You may have caught Jonathan Dimbleby on television recently travelling across Russia, picking potatoes with doughty Russian women, baring all for a steam bath in Moscow, looking alarmed as a white witch from Karelia promised to heal his bad back with a breadknife, etc. Here is the book of the series, in which Dimbleby, drawing on Churchill, plans to ‘reveal the enigma, unwrap the mystery and solve the riddle’ that is Russia.

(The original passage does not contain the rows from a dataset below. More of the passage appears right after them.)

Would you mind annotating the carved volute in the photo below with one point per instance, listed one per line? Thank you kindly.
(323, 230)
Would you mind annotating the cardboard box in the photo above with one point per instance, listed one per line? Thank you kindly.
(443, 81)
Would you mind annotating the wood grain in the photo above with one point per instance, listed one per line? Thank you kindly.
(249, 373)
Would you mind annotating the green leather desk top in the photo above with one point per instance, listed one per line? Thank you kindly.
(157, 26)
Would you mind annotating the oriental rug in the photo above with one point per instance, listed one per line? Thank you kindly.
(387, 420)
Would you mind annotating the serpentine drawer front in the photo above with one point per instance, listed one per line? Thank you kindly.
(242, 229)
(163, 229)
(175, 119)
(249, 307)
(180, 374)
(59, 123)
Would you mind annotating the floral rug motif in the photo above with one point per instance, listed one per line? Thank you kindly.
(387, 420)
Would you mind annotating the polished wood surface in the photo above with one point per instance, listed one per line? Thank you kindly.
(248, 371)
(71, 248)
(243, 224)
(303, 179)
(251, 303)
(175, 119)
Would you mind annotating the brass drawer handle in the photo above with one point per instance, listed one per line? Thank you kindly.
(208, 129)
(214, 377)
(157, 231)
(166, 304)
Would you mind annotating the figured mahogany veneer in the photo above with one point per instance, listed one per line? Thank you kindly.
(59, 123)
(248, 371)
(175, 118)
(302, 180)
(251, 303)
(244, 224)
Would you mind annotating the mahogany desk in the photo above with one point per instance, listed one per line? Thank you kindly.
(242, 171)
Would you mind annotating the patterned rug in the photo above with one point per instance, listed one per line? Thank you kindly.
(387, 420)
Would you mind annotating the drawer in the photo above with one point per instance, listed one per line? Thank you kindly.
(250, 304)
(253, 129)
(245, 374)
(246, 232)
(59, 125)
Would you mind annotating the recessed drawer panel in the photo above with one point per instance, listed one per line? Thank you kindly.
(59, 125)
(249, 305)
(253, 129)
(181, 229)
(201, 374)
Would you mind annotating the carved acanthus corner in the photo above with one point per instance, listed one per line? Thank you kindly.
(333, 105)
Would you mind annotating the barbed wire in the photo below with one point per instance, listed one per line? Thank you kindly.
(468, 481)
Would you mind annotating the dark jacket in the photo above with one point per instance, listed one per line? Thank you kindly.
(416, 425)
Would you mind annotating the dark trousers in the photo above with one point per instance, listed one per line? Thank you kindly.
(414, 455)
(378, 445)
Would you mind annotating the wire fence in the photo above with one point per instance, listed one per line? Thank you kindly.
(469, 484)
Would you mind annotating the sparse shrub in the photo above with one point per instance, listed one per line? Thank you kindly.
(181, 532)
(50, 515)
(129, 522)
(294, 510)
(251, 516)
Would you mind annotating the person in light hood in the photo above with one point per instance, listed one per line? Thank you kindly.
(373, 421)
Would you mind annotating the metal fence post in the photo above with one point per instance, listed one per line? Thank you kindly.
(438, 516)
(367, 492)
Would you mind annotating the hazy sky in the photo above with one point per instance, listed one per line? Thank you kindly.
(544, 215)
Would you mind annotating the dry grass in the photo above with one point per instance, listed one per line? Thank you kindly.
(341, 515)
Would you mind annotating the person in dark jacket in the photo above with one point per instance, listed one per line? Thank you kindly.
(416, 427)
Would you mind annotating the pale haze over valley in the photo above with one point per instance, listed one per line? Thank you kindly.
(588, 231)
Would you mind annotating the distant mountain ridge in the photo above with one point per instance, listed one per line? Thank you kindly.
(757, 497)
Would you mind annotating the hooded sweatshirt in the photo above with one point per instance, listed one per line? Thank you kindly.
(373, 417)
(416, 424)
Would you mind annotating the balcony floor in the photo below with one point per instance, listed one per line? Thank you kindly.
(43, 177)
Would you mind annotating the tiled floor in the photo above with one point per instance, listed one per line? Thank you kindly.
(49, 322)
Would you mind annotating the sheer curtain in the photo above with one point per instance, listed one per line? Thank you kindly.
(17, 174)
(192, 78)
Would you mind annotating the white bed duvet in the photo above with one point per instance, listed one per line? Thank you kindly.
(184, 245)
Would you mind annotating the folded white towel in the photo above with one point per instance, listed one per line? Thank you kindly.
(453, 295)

What is it about Russia that inspires this desire, again and again, in Western Europeans? Why does it matter to us? There are other countries that play influential roles in world politics, that ‘straddle the East and West’ as Russia is supposed to do, and books devoted to them too, of course; but nowhere seems to draw the interested amateur in quite such numbers as Russia. Dimbleby, I think, would agree with me that the motivation often has little to do with Russia’s political or economic situation. It springs from our enduring fascination with 19th-century Russian writers whose works, in Britain at least, are more widely read, performed and adapted than perhaps any other non-Anglophone literature. (In the last few years we have seen Anna Karenina and Dr Zhivago adapted for television; War and Peace is currently touring provincial theatres; Chekhov is more or less treated as an honorary Englishman.)
These writers, and many others, imprinted on Western European consciousness a notion of the Russian character — passionate, troubled, joyous, self-analysing, and above all flawed and human — that, a century and a half later, still summons up a thrill of recognition, if not of ourselves then of the selves we long to be. ‘Rereading the great works of 19th-century Russian literature was one of the delights of my journey,’ Dimbleby writes.